Wednesday, April 17, 2024

Frame One is building the Crystal Ballroom at Somerville Theatre in Davis Square. (Photo: Tom Meek)

The pandemic had its own victims in the film business, with the ShowPlace Icon and the ArcLight – luxe theaters that opened just before the pandemic in the Boston area – shuttered for good. On the upside, the Coolidge Corner Theatre just announced an expansion that includes two new screening rooms and a community space, and all Cambridge theaters have reopened or are about to. So what’s going on with the Somerville Theatre in Davis Square? The Capitol Theatre in Arlington, also owned and run by Frame One Theatres, has been up and running for a few weeks, but the Somerville cine, host to screenings and live performances since 1914, remains ominously dark.

“We’re undergoing renovations and a changeover,” theater manager and newly minted creative director Ian Judge said during a recent visit to the iconic structure. The lobby is in the middle of a refurbishing; the bar is now set back, and the concession and merchandise area has been expanded. That far too “homey” bathroom just off the lobby is getting a much needed makeover. The biggest change is upstairs, where two movie houses are being returned to their original ballroom format.

Ian Judge will oversee the Somerville Theatre cinema and its new performance space. (Photo: Tom Meek)
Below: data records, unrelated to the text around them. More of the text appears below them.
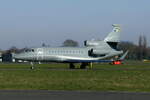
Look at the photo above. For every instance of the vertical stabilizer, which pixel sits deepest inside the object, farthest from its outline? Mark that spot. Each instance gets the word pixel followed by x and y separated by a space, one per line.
pixel 114 36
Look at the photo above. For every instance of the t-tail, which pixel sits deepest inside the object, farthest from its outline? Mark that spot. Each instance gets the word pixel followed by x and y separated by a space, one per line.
pixel 113 37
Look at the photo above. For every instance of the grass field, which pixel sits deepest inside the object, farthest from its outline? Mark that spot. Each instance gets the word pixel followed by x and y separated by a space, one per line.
pixel 132 76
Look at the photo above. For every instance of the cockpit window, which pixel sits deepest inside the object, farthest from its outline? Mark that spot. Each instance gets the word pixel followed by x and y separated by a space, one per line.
pixel 29 50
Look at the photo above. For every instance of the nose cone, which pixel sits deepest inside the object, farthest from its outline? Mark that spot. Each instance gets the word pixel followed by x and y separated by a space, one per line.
pixel 17 56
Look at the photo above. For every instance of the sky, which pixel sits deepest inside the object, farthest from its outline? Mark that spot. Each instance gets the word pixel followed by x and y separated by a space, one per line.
pixel 29 23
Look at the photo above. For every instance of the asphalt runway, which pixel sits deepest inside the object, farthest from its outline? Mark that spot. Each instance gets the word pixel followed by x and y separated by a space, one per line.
pixel 70 95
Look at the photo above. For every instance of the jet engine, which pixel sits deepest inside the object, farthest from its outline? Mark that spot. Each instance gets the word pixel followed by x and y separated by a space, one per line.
pixel 97 53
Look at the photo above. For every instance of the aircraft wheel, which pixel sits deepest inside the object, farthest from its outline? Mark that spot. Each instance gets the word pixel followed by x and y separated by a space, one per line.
pixel 72 66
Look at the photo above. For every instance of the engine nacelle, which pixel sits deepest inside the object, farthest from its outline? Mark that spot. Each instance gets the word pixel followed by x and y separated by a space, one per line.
pixel 97 53
pixel 91 43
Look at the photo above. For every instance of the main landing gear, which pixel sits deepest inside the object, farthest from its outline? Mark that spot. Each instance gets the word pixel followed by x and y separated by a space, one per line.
pixel 82 66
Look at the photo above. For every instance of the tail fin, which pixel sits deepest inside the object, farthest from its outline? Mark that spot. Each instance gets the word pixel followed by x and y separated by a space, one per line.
pixel 114 36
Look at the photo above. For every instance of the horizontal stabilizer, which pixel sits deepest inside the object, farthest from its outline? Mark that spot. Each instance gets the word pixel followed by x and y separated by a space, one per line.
pixel 114 36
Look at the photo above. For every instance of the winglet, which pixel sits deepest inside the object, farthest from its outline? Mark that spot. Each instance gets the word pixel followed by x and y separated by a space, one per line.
pixel 123 56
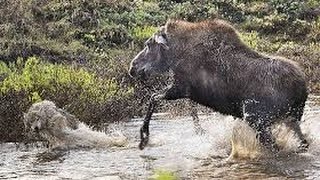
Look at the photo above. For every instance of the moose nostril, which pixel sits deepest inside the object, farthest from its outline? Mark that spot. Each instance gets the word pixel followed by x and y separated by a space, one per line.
pixel 132 72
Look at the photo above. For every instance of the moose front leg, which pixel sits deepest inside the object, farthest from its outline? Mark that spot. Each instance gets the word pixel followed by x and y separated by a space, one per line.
pixel 171 93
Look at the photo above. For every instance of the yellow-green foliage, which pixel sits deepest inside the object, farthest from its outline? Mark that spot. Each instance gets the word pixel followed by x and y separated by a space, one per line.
pixel 45 78
pixel 254 41
pixel 164 175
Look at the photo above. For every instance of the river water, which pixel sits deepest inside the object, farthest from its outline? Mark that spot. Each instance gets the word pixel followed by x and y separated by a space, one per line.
pixel 174 146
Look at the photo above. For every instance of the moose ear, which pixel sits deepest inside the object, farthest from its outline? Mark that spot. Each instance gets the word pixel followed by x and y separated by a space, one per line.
pixel 162 41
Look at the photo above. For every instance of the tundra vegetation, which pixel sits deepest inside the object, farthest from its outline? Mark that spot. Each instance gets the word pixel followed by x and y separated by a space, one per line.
pixel 77 53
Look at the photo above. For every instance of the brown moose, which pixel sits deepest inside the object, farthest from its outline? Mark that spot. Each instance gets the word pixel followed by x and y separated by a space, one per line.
pixel 213 67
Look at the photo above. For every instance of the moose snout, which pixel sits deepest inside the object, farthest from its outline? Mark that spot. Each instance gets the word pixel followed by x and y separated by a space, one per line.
pixel 132 71
pixel 36 129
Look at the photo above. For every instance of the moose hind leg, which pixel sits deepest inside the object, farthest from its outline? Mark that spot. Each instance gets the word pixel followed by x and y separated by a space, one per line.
pixel 295 127
pixel 266 138
pixel 195 118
What that means is that the theater will now host a nearly 500-person-capacity performance hall dedicated to live music, special events and private engagements such as weddings and corporate gatherings. “We had remodeled the downstairs theaters and knew we had to do something with the upstairs,” Judge said. With the pandemic and six screens in Arlington (and potentially two more coming in Harvard Square), Frame One decided it could fill different needs.

The new/old hall has an airy amphitheater-like vibe and a space that could be turned into a cozy bar in the back, with a coatroom to boot. Judge said the room could also be used for special screenings, which is good news for Independent Film Festival Boston, but likely never would be opened as just a public bar. (“I could see us doing something like trivia nights,” Judge said.) The main focus will be booking music acts, something Davis Square has lagged in since the amps went silent at Johnny D’s back in 2016. The space, which was known as the Hobbs Crystal Ballroom back in the day – it’s in the Hobbs Building – will now be the Crystal Ballroom at Somerville Theatre. Its capacity will be far greater than the 300-plus that Johnny D’s seated, just short of the 525-person hall The Sinclair offers in Harvard Square. The main downstairs theater, which has a capacity of almost 900, will continue its mixed-use operation as a cinema and live performance venue. The new configuration will have two entrances for each space.

The Somerville Theatre lobby is getting a touchup as well. (Photo: Tom Meek)

Judge, who had been furloughed for a year, will oversee the cinema and the new ballroom, while longtime staffer Peter Mattchen will take on day-to-day general manager duties. The Crystal Ballroom is expected to open in the early fall; opening for the three movie screens should be mid- to late summer with, Judge said, a new ability to show 4K films and a re-honed focus on 70mm exhibition; the Somerville and Coolidge are two of few theaters in the United States equipped to exhibit the classic, grand format. Frame One’s involvement in a plan for two Harvard Square movie houses (replacing a cinema that went dark in 2012) continues, though the project is stalled.